26 September 2012
As individual port states begin imposing their own national ballast water treatment rules, Gearbulk and many other ship owners are concerned about a patchwork of compliance regimes. They fear these regimes will overtake the International Maritime Organisation's efforts to standardise ballast water treatment requirements.
"Gearbulk is closely monitoring all environmental regulation developments, and as always, our objective is to exceed compliance mandates," explained Sjur Gjerde, Managing Director of Gearbulk Norway which manages Gearbulk's owned fleet.
IMO is expected to introduce an International Convention for the Control and Management of Ships' Ballast Water and Sediments within the next couple of years. Phase I requires ballast water exchange in deep water. Phase 2 will require the treatment of ballast water to ensure that the number and size of living organisms in the ballast water are within prescribed limits.
Mr Gjerde discussed these issues today as a member of the opening panel at Informa Maritime's second annual Green Ship Technology Asia conference in Singapore.

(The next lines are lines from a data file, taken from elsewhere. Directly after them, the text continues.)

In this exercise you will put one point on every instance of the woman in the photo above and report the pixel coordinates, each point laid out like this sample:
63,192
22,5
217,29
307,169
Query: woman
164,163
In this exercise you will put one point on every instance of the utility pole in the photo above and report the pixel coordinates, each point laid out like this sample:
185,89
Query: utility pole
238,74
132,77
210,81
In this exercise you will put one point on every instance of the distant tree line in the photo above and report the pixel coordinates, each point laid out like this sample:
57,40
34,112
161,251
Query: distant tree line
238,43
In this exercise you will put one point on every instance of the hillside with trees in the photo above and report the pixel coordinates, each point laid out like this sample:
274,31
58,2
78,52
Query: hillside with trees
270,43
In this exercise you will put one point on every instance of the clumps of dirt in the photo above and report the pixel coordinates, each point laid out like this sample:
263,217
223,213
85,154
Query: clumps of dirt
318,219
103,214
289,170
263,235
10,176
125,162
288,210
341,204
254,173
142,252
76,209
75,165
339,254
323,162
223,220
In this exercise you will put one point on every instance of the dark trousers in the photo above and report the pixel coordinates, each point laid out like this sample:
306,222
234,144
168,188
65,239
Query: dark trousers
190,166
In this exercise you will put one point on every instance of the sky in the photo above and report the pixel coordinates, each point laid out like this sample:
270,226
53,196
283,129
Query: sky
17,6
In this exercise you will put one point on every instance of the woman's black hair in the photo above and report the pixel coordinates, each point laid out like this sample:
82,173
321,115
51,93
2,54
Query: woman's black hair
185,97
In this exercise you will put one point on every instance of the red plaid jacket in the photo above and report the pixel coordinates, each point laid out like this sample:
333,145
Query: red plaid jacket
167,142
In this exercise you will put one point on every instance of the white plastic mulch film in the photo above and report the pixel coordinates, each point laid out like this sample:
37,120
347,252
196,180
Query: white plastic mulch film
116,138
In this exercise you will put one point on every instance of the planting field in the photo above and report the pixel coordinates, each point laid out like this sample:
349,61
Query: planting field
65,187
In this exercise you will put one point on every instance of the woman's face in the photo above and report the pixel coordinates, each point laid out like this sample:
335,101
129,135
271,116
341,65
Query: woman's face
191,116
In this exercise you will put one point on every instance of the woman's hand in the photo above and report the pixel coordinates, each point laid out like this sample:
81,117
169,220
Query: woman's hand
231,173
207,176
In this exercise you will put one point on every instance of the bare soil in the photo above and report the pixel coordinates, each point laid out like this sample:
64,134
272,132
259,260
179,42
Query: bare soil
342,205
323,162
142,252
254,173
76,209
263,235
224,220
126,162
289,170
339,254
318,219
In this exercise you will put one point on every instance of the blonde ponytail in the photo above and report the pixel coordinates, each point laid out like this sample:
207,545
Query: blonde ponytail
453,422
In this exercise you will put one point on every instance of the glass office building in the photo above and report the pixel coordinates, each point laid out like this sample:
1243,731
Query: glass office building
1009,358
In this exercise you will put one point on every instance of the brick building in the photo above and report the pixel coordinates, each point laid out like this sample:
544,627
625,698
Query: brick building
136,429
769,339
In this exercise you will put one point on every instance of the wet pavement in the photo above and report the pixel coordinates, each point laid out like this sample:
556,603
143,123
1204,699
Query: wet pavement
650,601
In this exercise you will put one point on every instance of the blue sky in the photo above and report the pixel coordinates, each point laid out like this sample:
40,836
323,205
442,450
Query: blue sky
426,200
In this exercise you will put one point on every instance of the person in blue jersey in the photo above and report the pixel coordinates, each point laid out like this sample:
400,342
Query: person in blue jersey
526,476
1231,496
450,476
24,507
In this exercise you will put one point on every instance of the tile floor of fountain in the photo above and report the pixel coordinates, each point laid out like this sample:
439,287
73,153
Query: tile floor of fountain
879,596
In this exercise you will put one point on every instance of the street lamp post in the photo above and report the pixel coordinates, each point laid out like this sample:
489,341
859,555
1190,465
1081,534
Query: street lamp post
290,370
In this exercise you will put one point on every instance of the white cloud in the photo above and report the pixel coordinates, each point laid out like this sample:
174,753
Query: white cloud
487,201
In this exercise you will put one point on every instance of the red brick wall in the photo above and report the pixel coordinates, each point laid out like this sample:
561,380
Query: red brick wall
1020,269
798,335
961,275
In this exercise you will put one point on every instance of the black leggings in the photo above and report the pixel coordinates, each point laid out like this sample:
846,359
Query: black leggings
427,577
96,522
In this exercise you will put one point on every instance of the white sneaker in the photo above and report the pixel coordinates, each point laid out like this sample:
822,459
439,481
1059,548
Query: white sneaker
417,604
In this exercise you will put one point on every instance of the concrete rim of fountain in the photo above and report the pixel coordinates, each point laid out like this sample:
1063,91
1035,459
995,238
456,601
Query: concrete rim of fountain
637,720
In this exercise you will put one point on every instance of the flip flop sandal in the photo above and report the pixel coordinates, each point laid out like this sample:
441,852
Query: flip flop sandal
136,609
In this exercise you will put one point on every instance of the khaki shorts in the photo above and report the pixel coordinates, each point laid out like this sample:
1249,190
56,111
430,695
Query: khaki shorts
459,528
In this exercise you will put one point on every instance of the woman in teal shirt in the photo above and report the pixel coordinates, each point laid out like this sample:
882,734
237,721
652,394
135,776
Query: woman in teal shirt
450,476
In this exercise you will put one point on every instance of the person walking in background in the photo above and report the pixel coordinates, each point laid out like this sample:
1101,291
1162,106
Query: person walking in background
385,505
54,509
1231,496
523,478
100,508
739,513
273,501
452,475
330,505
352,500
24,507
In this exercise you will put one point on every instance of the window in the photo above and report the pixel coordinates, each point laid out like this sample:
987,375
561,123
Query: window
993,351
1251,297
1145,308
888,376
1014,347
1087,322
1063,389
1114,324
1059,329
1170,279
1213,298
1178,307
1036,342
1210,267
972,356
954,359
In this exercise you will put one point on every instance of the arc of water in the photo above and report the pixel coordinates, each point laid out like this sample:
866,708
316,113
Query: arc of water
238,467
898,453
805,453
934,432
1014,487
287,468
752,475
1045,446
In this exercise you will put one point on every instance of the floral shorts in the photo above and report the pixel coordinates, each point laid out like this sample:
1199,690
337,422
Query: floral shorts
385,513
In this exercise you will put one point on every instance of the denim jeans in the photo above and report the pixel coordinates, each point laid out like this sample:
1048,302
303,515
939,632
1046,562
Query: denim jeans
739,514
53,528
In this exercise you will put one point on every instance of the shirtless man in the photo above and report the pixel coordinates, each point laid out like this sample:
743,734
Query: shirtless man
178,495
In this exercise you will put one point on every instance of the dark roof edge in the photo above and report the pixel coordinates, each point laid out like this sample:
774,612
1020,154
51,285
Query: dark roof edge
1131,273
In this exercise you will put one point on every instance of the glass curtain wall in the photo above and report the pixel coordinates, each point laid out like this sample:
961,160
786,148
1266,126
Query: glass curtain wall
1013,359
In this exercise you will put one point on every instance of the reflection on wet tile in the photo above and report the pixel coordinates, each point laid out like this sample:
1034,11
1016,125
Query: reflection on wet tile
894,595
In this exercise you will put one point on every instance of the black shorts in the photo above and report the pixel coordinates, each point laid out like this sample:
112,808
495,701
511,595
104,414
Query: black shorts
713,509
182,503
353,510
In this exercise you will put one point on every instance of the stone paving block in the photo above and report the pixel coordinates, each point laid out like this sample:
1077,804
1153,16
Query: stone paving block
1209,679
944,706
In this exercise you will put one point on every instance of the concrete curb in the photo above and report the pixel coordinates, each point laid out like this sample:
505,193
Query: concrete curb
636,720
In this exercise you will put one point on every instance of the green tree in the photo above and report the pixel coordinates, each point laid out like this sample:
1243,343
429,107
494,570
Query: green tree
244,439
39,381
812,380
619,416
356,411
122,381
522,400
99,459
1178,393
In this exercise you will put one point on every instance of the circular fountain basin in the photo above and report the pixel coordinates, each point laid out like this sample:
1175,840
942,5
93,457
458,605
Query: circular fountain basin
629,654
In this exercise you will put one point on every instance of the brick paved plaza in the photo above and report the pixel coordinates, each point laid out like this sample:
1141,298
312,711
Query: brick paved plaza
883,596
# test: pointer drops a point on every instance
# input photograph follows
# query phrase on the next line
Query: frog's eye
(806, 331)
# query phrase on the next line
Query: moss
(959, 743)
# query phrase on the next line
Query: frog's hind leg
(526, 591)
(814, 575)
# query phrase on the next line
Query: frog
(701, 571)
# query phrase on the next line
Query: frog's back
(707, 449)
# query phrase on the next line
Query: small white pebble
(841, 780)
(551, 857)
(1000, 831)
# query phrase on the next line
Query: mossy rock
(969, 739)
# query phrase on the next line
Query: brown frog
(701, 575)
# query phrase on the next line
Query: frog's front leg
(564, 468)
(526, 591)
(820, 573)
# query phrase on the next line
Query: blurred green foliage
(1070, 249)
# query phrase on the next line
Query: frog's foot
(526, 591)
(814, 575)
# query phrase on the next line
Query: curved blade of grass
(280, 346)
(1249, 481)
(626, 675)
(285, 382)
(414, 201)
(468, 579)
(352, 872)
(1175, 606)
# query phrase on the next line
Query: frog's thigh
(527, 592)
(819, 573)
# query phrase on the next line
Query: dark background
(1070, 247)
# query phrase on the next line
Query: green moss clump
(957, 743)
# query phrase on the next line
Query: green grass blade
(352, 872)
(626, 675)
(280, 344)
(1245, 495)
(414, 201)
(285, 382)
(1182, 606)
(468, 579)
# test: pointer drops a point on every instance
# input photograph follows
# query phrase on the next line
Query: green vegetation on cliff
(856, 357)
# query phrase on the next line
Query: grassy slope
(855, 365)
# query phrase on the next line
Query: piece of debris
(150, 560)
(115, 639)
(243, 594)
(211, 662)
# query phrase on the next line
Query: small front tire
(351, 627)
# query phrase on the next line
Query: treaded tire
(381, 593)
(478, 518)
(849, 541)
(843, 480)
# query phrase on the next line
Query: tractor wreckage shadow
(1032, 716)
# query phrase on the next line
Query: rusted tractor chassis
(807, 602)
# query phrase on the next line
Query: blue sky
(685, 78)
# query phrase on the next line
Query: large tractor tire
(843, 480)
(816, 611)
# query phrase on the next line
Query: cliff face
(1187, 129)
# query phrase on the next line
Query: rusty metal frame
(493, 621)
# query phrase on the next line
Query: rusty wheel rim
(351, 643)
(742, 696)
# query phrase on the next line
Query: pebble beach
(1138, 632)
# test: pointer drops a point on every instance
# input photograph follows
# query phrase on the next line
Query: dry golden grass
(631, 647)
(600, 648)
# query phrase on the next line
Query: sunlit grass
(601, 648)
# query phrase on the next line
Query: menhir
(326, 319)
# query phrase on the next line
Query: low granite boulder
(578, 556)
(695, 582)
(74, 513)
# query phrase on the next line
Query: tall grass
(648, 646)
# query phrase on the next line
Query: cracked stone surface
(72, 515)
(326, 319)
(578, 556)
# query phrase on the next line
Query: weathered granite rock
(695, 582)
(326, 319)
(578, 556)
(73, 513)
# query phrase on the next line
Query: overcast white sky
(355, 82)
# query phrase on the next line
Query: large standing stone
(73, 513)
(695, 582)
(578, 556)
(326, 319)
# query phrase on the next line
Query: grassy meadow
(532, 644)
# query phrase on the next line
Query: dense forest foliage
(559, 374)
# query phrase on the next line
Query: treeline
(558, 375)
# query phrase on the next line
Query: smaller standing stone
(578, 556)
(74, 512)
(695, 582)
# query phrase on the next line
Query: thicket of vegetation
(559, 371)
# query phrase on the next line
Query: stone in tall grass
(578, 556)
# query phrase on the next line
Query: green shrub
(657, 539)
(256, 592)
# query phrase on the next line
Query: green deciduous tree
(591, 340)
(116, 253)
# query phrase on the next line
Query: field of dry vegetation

"Over the last two years we have evaluated many ballast water treatment systems in anticipation of the IMO's international convention. This is a costly undertaking," Mr Gjerde said. "We are concerned that when the IMO's final requirements are enacted, they will not be stringent enough to meet individual national standards, for example in the US.
"It is important that the IMO regulations are ratified including the implementation time line. If the IMO process is further delayed and the shipping industry is perceived to be dragging its feet, we can expect to see more unilateral port state regulations being imposed."